The World's Worst Pollution Problems,
According to the Blacksmith Institute, "this report gives an
overview of the range of pollution threats humans face throughout the
world." Each problem listed below exists in more than one location
around the world, so they are truly global issues.
- Lead-Acid Battery Recycling: Lead Pollution
The most common example of a lead acid battery is a car battery. When these batteries
can no longer hold a charge, they have to be disposed of, but scavenging
them and opening them up to extract the lead has become a cottage
industry in the developing world. The lead is valuable, but it also puts
everyone near it at severe risk for lead poisoning.
- Lead Smelting: Lead Pollution
Lead processing and smelting plants work with
both primary and secondary lead. Primary lead is
mined, separated from ore, and refined into various
products, whereas secondary lead is recovered from
used objects – such as used lead-acid batteries – for
reuse in other products. Smelting is a key process in
lead product production, and involves heating lead
ore or recovered lead with chemical reducing agents.
Both secondary and primary smelting processes can
be responsible for releasing large amounts of lead
contamination into the surrounding environment.
- Mining and Ore Processing: Mercury Pollution
Elemental mercury occurs naturally in the earth and
is a liquid metal. Most mercury forms in a sulfide ore
called cinnabar. Separating mercury from cinnabar can release mercury vapor,
which is highly toxic, into the atmosphere.
Waste rock and tailings from mercury mining,
and other extraction processes where mercury is
uncovered, can still contain small or large amounts of
the toxic substance. Mercury that is not processed or
claimed during mining and ore processing can make
its way into the environment if the mining waste is not
- Tannery Operations: Chromium Pollution
The processing of leather creates not only potentially toxic wastewater,
but also large amounts of
solid waste that contain chromium such as: hide
scraps, skins, and excess fats. Toxins from this waste
can leach into nearby soil and water, placing nearby
residents at risk of contamination.
- Industrial/Municipal Dump Sites: Lead and Chromium
Waste at industrial or municipal dumpsites can include waste from batteries, scrap metal, agricultural, and hospitals, households and chemical waste from industrial processes. Polluted dumpsites generally consist of two different types of waste disposal, open dumpsites and
municipal landfills. Open dumpsites are unregulated informal sites where individuals or industries dump a
variety of solid or liquid waste with no formal treatment or pollution controls.I
- Industrial Estates: Lead Pollution
Industrial Estates are planned, zoned areas that
are set aside for a variety of industries, offices, and production.Unfortunately, in many low- and middle-income
countries, industrial estates have little to no waste
treatment and disposal infrastructure, and they
are often located near populated areas. In the
case of an industrial estate that has no pollution
control mechanisms, lead, which is often a main
contaminant caused by industrial estates, can be
released into surrounding air, soil, water, and food.
- Artisanal Gold Mining: Mercury Pollution
Artisanal mining uses rudimentary
methods to extract and process minerals and metals on a small scale.
Artisanal miners frequently use toxic materials, including mercury, in
their attempts to recover metals and gems. These toxic materials can be
released into the environment, posing large health risks to the miners,
their families and surrounding communities.
- Product Manufacturing: Lead and Chromium
Polluted manufacturing sites include textiles,
electronics, food, fuel, plastics and metals. However, there are many more types of manufacturing that
fall under this umbrella term, including raw materials, agricultural products, building products, pulp and
paper mills and much more. According to the National Association of Manufacturers the top four largest
manufacturing industries were food, chemicals, computers and electronics and metal products.
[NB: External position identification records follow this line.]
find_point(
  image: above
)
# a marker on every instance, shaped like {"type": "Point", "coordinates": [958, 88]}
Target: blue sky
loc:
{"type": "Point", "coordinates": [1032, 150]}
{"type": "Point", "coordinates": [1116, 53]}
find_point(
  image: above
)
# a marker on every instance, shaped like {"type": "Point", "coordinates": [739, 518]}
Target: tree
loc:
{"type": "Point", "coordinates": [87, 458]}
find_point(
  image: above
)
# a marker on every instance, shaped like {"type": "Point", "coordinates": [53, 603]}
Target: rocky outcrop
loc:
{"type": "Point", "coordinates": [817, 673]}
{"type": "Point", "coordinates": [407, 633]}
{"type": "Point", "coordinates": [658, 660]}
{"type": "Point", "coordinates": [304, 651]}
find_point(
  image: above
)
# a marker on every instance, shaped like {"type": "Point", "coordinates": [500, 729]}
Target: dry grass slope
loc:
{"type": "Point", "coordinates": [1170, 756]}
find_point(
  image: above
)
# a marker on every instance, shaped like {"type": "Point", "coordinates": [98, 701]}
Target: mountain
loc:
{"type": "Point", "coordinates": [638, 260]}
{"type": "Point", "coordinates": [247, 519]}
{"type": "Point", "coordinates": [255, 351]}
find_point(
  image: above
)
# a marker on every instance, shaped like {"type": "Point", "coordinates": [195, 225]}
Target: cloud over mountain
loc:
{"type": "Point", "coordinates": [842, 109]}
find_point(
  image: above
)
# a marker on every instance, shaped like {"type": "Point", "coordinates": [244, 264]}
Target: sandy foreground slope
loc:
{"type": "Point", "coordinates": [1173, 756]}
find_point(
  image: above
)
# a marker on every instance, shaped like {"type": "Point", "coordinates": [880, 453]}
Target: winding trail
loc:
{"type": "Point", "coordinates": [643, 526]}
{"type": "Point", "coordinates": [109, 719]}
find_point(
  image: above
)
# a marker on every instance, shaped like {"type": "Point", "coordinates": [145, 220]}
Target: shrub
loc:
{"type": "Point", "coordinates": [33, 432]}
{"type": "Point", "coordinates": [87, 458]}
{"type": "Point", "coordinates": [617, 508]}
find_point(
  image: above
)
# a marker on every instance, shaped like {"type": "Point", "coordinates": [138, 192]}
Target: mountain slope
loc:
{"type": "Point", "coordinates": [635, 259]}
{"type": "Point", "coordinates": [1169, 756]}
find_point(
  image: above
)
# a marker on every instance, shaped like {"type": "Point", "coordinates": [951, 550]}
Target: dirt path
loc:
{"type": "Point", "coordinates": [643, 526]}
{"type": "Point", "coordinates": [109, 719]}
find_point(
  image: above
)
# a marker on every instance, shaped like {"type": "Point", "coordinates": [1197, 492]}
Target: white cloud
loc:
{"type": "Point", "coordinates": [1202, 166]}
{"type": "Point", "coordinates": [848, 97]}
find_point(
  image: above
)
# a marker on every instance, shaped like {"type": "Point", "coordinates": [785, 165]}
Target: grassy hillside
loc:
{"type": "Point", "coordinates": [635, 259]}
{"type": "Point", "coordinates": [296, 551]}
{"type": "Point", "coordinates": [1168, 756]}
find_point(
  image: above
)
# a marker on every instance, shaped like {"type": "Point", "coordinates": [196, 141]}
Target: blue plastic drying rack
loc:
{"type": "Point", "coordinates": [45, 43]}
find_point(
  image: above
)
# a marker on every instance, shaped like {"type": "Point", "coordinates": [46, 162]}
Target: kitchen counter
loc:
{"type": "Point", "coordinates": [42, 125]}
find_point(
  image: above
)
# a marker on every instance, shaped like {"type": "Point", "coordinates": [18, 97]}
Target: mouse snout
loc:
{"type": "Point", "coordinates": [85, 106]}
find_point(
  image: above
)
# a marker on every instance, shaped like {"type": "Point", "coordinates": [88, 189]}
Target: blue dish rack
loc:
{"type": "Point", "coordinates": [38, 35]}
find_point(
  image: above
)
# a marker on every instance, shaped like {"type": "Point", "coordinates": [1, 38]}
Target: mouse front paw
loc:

- Chemical Manufacturing: Chromium and Lead
The U.S. Bureau of Labor Statistics categorizes the following as chemical manufacturing: basic chemicals
including pigments, dyes, gases and petrochemicals; synthetic materials like plastics; paint products,
cleaning products; and other chemicals including film, ink and explosives. Pharmaceutical manufacturing is also considered under the umbrella of chemical manufacturing. During the production
of these chemicals and products, dangerous by-products and waste are often generated.
- Dye Industry: Chromium, Lead, Cadmium
Dyes are used primarily in the production of consumer products, including paints, textiles, printing inks,
paper, and plastics. These constantly evolving demands result in a highly
fluctuating and diverse waste stream. The textile industry is one of the largest sectors globally and produces
an astonishing 60 billion kilograms of fabric annually, using up to 9 trillion gallons of water.
water use is a key component of pollution. Water is used as cooling water, to clean equipment, and for
rinsing and processing dyes and products.